The Akedah – The Binding of Isaac

Every three years these verse come up in the lectionary, and every time they do, I am feel drawn to them.  The power of this passage cannot be denied, and I am sure that it has occupied and troubled the minds of those who heard it ever since it was first told around campfires at night, well before anyone took pen to paper and wrote it down.  Here is my own paraphrase of the verses, as well as some questions for reflection. which I encourage you to answer, as best you can, in the comment section of this post.

Genesis 22:1-19

And it came to pass after these things that God tested Abraham and said to him, `Abraham!’ And he answered, `Here I am.’ He said, `Please take your son, your only son Isaac, whom you love (your heart’s delight), and travel to the land of Moriah, and offer him there as a burnt offering on one of the mountains that I will show you.’

So Abraham rose early the next morning, saddled his donkey, and took two of his servants with him, and his son Isaac.  He split the wood for the burnt offering, and set out and went to the place that God had shown him. On the third day Abraham looked up and saw the place from afar. Then Abraham said to his servants, `Stay here with the donkey; the boy and I will go up there; we will worship, and then we will return to you.’

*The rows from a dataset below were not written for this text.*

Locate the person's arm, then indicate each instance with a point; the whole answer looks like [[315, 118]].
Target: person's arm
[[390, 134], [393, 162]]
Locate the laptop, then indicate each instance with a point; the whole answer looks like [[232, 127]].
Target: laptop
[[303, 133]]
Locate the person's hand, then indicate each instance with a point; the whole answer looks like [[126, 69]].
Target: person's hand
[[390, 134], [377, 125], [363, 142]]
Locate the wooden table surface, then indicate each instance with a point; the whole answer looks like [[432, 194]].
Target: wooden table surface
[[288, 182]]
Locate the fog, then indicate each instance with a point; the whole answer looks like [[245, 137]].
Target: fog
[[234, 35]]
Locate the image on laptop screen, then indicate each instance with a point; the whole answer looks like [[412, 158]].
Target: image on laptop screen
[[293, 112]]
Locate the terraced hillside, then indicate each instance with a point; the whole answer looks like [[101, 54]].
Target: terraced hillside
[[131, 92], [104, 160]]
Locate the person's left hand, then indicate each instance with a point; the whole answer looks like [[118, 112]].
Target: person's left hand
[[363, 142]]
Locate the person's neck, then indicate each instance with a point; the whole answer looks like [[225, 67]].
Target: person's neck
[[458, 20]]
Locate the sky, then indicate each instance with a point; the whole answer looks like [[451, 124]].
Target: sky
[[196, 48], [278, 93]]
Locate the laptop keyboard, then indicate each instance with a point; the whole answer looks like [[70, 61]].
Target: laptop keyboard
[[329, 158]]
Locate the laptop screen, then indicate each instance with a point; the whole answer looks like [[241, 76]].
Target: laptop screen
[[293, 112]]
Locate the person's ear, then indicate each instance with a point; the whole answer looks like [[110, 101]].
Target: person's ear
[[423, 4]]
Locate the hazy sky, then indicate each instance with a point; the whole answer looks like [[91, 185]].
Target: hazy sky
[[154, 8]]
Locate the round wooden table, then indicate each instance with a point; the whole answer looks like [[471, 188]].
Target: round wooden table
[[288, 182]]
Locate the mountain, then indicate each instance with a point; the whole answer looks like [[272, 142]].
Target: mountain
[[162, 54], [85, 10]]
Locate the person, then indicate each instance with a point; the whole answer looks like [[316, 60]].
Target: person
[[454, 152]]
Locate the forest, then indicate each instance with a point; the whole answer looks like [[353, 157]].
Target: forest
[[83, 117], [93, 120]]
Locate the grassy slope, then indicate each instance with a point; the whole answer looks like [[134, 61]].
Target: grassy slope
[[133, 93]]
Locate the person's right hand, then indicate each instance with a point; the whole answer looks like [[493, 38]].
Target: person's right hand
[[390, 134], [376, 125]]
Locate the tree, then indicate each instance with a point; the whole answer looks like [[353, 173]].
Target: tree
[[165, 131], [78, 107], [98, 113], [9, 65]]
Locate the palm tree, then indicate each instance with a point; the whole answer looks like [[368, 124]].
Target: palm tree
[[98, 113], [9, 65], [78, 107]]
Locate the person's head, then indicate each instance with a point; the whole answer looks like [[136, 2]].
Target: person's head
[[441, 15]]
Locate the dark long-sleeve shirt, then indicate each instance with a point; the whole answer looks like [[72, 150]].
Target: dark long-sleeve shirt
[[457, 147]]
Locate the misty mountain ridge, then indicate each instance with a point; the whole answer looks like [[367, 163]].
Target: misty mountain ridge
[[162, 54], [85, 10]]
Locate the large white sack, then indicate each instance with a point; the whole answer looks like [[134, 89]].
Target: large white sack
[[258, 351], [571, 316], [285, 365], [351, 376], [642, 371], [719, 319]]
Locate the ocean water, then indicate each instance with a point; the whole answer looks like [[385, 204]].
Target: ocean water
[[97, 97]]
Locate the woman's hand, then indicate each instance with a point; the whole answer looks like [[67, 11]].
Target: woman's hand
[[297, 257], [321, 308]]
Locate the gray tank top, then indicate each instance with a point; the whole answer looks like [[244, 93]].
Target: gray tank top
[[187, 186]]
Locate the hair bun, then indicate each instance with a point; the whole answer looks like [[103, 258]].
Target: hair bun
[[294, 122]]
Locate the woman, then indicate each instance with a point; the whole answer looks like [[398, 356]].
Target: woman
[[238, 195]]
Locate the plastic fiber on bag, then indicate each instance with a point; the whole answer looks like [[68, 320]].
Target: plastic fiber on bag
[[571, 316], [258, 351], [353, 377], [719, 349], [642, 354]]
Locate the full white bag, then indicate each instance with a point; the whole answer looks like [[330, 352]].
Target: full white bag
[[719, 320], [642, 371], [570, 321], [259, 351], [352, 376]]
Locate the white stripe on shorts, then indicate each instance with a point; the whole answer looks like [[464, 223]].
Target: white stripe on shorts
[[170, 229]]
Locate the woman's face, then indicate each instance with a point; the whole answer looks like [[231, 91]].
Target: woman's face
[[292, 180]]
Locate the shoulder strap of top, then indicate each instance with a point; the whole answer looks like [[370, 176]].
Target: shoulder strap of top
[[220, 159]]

Abraham took the wood for the burnt offering and laid it on his son Isaac. He himself carried the fire and the knife; and the two of them walked on together. Then Isaac said to his father Abraham, `Father!’ And he answered, `Here I am, my son.’  Isaac said, `Here are the fire and the wood, but where is the lamb for a burnt offering?’ Abraham said, `God himself will provide the lamb for a burnt offering, my son.’  And the two of them walked on together.

When they came to the place that God had shown him, Abraham built an altar there and laid out the wood; he bound his son Isaac and laid him on the altar, on top of the wood. Then Abraham reached out his hand and took the knife to slay his son.  But an angel of the LORD called to him from heaven, and said, `Abraham, Abraham!’ And he said, `Here I am.’ He said, `Do not lay your hand on the boy or do anything to him;  for now I know that you fear God, since you have not withheld your son, your only beloved son  from me.’ And when Abraham looked up, he saw a ram behind him, caught in a thicket by its horns. So Abraham went and took the ram and offered it up as a burnt offering in the place of his son. And Abraham named the place Yahweh-yired (The LORD will provide); as it is said to this day, `On the mount of the LORD it shall be provided.’

The angel of the LORD called to Abraham a second time from heaven, and said, `By Myself I swear, says the LORD: Because you have done this, and have not withheld your son, your only son, whom you love, I will indeed bless you, and I will make your descendants as numerous as the stars of heaven and the sands on the seashore; and your descendants shall possess the gate of their enemies.  And through your descendants, all the nations of the earth shall be blessed, because you have obeyed my voice.’  Abraham then returned to his servants, and they departed together for Beer-sheba; and Abraham lived at Beer-sheba.

 

Questions for Reflection

The following questions are taken from the article “The Akedah:  Abraham, Issac, and the Struggling Father,” found in the Fall 2002 issue of “Achim Magazine.”

Begin by re-reading the text of the Akedah, Genesis 22:1-19, and with the text in mind, reflect on the following questions.
1. Why does God test humans?
2. Can Isaac forgive his father and God?
3. Does God desire that we sacrifice what we love most?

Rabbi Norman Cohen attempts to bring the events of the Akedah into our modern context. He writes:
“We are all like Abraham; so involved in our outside world – our careers, interests, or principles– that we do not or cannot see that it is our child, or spouse or parent that is bound on the alter. We are so adept at sacrificing that which is truly important to us on the altars we have erected that we may ask whether we are capable of hearing the cry of the angel before it’s too late.”  – Rabbi Norman Cohen, Self,Struggle, and Change (1995)

Having read the quote, think carefully about the following questions
1. How does my own faith in God compare to Abraham’s faith?
2. Can I hear the cry of those who are bound upon my altars?
3. For what reason might you be willing to sacrifice those who you love most?

Do you have other questions or thoughts about this passage that you would like to share?